One could get two used 3090s and setup a decent PC at lower prices.

sam_goody · 2 years ago
> I'm seriously waiting for competitors to change nVidia's monopoly in this space. Maybe Apple?

I would have thought AMD is the obvious contender. They are #2 in GPU's, they have formidable programming talent (based on their advances with Ryzen vs Intel) and they have targeted AI as their goal.

Am I missing something?

Philpax · 2 years ago
AMD have repeatedly dropped the ball when it comes to software support for compute and AI. Their hardware is quite capable, but very few people can actually make it work, which means most of the existing models have poor AMD support.

This is getting better with ROCm and such, but that's Linux-only and only works for a subset of tasks.

Both Intel and Apple have better "out of the box" support for ML and the ability to invest more into making these things work (e.g.

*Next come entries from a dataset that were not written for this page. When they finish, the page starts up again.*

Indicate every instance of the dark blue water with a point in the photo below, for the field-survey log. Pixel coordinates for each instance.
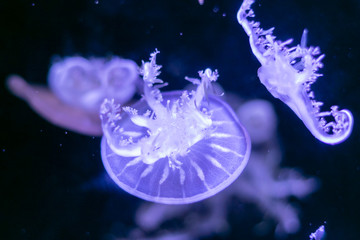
(52, 181)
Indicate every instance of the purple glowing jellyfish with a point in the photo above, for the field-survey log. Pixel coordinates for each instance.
(288, 73)
(173, 147)
(85, 83)
(78, 87)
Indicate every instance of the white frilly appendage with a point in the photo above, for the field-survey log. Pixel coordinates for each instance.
(288, 72)
(171, 128)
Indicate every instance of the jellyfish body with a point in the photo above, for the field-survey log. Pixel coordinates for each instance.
(84, 83)
(288, 72)
(174, 147)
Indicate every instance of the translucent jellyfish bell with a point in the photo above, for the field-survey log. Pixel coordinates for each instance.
(174, 147)
(85, 83)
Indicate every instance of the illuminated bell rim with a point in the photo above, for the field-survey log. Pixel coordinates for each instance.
(187, 200)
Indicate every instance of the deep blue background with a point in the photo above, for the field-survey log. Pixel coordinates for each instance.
(52, 184)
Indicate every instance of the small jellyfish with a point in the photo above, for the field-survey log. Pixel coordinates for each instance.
(288, 72)
(84, 83)
(77, 88)
(173, 147)
(319, 234)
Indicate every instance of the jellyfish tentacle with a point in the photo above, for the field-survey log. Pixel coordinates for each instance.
(182, 117)
(288, 73)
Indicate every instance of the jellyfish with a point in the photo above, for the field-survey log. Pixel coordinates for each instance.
(272, 188)
(288, 73)
(318, 234)
(77, 88)
(173, 147)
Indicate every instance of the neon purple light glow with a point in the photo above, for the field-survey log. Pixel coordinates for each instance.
(174, 147)
(78, 87)
(85, 83)
(288, 73)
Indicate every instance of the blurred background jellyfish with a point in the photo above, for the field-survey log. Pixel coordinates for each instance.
(173, 147)
(288, 73)
(77, 88)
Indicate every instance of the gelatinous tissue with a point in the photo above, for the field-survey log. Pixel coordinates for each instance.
(77, 88)
(173, 147)
(288, 73)
(273, 189)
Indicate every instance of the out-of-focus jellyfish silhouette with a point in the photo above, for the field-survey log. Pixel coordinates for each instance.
(319, 234)
(173, 147)
(288, 73)
(77, 88)
(262, 183)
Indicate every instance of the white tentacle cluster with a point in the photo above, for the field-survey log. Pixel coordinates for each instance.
(288, 72)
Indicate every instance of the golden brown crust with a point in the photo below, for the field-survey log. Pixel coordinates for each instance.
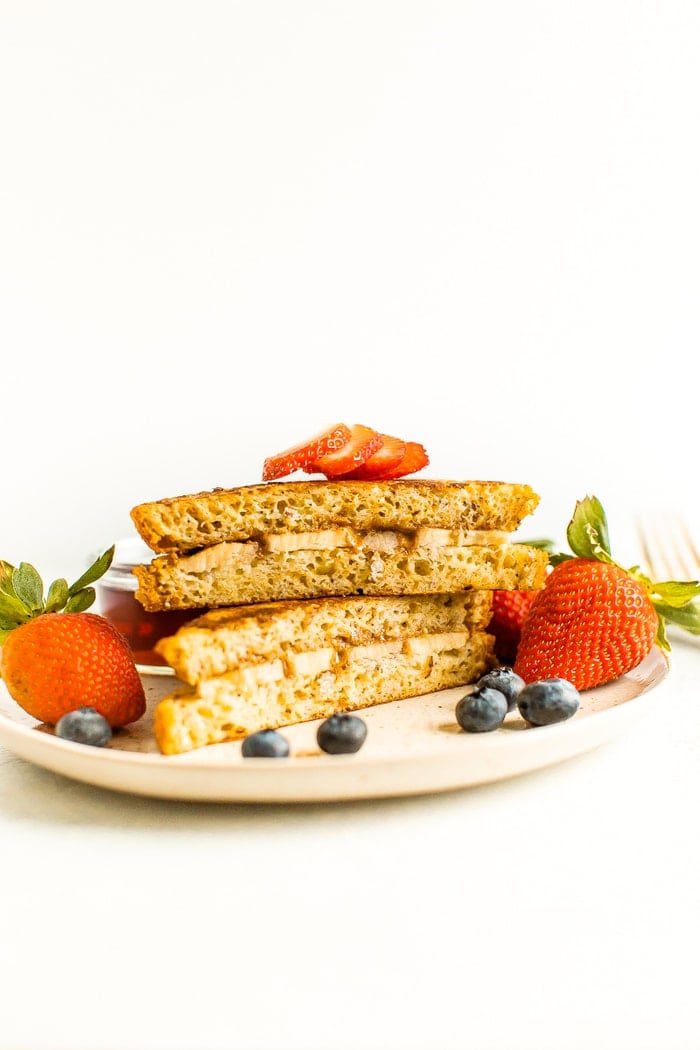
(169, 582)
(250, 511)
(228, 708)
(226, 638)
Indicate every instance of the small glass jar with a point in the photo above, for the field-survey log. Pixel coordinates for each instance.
(115, 601)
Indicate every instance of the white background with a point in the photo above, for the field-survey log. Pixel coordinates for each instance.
(224, 226)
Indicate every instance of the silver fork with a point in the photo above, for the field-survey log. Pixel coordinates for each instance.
(667, 548)
(670, 553)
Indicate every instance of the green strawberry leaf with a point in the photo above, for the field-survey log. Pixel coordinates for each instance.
(81, 601)
(58, 595)
(28, 587)
(6, 576)
(677, 593)
(686, 616)
(588, 530)
(661, 639)
(98, 569)
(13, 611)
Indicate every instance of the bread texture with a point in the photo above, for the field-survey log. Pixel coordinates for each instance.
(242, 573)
(227, 638)
(242, 701)
(189, 522)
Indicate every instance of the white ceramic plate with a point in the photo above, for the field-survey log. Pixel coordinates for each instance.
(414, 747)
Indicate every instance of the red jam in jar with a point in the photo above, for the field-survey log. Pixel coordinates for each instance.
(115, 601)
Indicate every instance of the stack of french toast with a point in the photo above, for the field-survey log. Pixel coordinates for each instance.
(325, 595)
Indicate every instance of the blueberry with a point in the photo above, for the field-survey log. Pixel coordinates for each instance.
(341, 734)
(266, 743)
(482, 711)
(84, 726)
(548, 701)
(505, 679)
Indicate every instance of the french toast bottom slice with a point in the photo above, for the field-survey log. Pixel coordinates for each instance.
(231, 707)
(168, 582)
(226, 638)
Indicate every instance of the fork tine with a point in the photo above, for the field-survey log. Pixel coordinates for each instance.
(669, 549)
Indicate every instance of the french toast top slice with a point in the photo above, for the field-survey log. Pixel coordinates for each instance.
(251, 511)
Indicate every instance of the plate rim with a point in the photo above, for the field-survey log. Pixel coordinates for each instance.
(355, 777)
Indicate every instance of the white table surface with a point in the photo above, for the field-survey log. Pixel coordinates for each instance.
(474, 225)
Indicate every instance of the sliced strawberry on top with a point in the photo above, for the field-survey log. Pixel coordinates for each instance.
(362, 443)
(414, 459)
(299, 457)
(387, 456)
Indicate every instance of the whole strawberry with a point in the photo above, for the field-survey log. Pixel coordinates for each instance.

Apple have implemented Stable Diffusion against Core ML themselves)

stevage · 2 years ago
> WARNING: this will remove all your data from spotify!

That is quite the caveat.

seanthemon · 2 years ago
I feel like that script needs a few 'are you completely sure?' Prompts
Towaway69 · 2 years ago
thanks for pointing that out!
salamo · 2 years ago
It's actually really interesting to see GOFAI techniques like planning used in conjunction with LLMs.
cscurmudgeon · 2 years ago
I see a GOFAI resurgence thanks to LLMs.

Deleted Comment

impulser_ · 2 years ago
The examples are pretty lame since you can do what the examples do way faster without using a LLM and paying OpenAI.
albert_e · 2 years ago
ChatGPT + Noteable is already powerful to get some work done via API calls (after installing and importing the libraries, writing Python code, managing secrets for authentication etc)

There is surely scope to streamline this much further

I am very intently watching this space

thelittleone · 2 years ago
Interested to learn more (big fan of data stories). Do you have any particular use cases you would recommend to look into?
pplonski86 · 2 years ago
I've seen Noteable+ChatGPT demo, where user can chat with ChatGPT and responses where executed in the Noteable-hosted Python notebook. It was cool!

It would be also cool to have such plugin for Google Colab.

I hope someone will come with a new way to interact with LLM models other than chat UI. It would make code writing even more faster.